# Neural Machine Translation - Introduction to Deep Learning Homework

We will train a Neural Machine Translation model using Transformers on a translation task, using 2 types of normalization and compare their performance on the training and validation set

## Install Imports and requirements

In [2]:
!pip -qq install sacrebleu subword-nmt sacremoses googletrans==3.1.0a0 wandb 

In [1]:
import time
import copy
import sys

import torch
import wandb

import numpy as np
import torch.nn as nn
import torch.nn.functional as F
import matplotlib.pyplot as plt
import matplotlib.ticker as ticker

from torch import optim
from torch.utils.data import DataLoader
from torch.optim.lr_scheduler import ReduceLROnPlateau
from functools import partial
from tqdm import tqdm as tqdm

import nmt_dataset
import nnet_models
from subword_nmt.apply_bpe import BPE
%matplotlib inline

## Download the Training data

In [2]:
data_dir = 'data'
source_lang, target_lang = 'en', 'fr'
model_dir = 'models/{}-{}'.format(source_lang, target_lang)
!bash download-data.sh

## Preparing the dataset

### Load the BPE Model for tokenization

Byte-Pair Encoding (BPE) was introduced in Neural Machine Translation of Rare Words with Subword Units (Sennrich et al., 2015). BPE relies on a pre-tokenizer that splits the training data into words. Pretokenization can be as simple as space tokenization

BPE creates a base vocabulary consisting of all symbols that occur in the set of unique words and learns merge rules to form a new symbol from two symbols of the base vocabulary. It does so until the vocabulary has attained the desired vocabulary size.

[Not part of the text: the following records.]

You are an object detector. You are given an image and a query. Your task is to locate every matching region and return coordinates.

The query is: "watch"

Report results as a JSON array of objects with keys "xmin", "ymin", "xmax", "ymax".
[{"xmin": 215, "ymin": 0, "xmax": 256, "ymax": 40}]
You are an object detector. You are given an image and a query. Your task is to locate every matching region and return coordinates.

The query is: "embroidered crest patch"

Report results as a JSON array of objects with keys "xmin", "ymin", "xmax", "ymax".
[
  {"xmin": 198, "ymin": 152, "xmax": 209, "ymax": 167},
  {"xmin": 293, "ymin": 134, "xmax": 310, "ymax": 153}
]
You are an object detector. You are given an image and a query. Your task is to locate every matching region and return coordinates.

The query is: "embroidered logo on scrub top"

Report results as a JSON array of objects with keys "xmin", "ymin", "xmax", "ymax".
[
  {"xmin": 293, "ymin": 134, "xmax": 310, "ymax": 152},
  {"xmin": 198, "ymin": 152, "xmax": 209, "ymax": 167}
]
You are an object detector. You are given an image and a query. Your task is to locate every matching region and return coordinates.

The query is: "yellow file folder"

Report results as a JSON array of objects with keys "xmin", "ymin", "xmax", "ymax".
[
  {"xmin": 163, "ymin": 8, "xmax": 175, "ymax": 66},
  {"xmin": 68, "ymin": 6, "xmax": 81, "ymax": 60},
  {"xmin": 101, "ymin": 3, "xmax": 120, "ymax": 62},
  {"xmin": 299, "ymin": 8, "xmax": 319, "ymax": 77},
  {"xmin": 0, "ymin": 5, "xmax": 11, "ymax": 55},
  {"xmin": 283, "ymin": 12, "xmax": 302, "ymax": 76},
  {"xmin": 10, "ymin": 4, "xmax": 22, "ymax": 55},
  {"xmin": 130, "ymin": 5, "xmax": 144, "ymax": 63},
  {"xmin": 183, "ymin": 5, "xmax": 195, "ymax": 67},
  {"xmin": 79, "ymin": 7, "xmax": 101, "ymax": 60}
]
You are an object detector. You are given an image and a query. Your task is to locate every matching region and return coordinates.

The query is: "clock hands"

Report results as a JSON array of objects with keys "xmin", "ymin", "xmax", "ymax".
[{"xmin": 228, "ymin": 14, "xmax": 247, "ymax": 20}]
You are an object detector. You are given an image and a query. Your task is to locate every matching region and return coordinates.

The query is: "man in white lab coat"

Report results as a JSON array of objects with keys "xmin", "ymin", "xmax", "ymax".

Source: [HuggingFace](https://huggingface.co/docs/transformers/tokenizer_summary)

In [3]:
def reset_seed(seed=1234):
    np.random.seed(seed)
    torch.manual_seed(seed)

bpe_path = os.path.join(data_dir, 'bpecodes.de-en-fr')

with open(bpe_path) as bpe_codes:
    bpe_model = BPE(bpe_codes)

def preprocess(line, is_source=True, source_lang=None, target_lang=None):
    return bpe_model.segment(line.lower())

def postprocess(line):
    return line.replace('@@ ', '')

def load_data(source_lang, target_lang, split='train', max_size=None):
    # max_size: max number of sentence pairs in the training corpus (None = all)
    path = os.path.join(data_dir, '{}.{}-{}'.format(split, *sorted([source_lang, target_lang])))
    return nmt_dataset.load_dataset(path, source_lang, target_lang, preprocess=preprocess, max_size=max_size)   # set max_size to 10000 for fast debugging


### Load the parallel corpora for the language pair

The script will load a corpus and tokenize it with the BPE model!

In [4]:
train_data = load_data(source_lang, target_lang, 'train', max_size=10000)   # set max_size to 10000 for fast debugging
valid_data = load_data(source_lang, target_lang, 'valid')
test_data = load_data(source_lang, target_lang, 'test')

In [13]:
test_data.iloc[:5]

Unnamed: 0,source_data,target_data,source_tokenized,target_tokenized
0,all tom needed was time .,"tout ce que tom avait besoin , c' était du tem...","[all, tom, needed, was, time, .]","[tout, ce, que, tom, avait, besoin, ,, c', éta..."
1,i 'm waiting for my friend .,j' attends mon amie .,"[i, 'm, waiting, for, my, friend, .]","[j', attends, mon, amie, .]"
2,why do you need a knife ?,pourquoi as-tu besoin d' un couteau ?,"[why, do, you, need, a, knife, ?]","[pourquoi, as-tu, besoin, d', un, couteau, ?]"
3,he lives off the grid .,il vit en marge de la société .,"[he, lives, off, the, gri@@, d, .]","[il, vit, en, mar@@, ge, de, la, société, .]"
4,the bridge is built of wood .,ce pont est fait en bois .,"[the, bridge, is, built, of, wo@@, od, .]","[ce, pont, est, fait, en, bois, .]"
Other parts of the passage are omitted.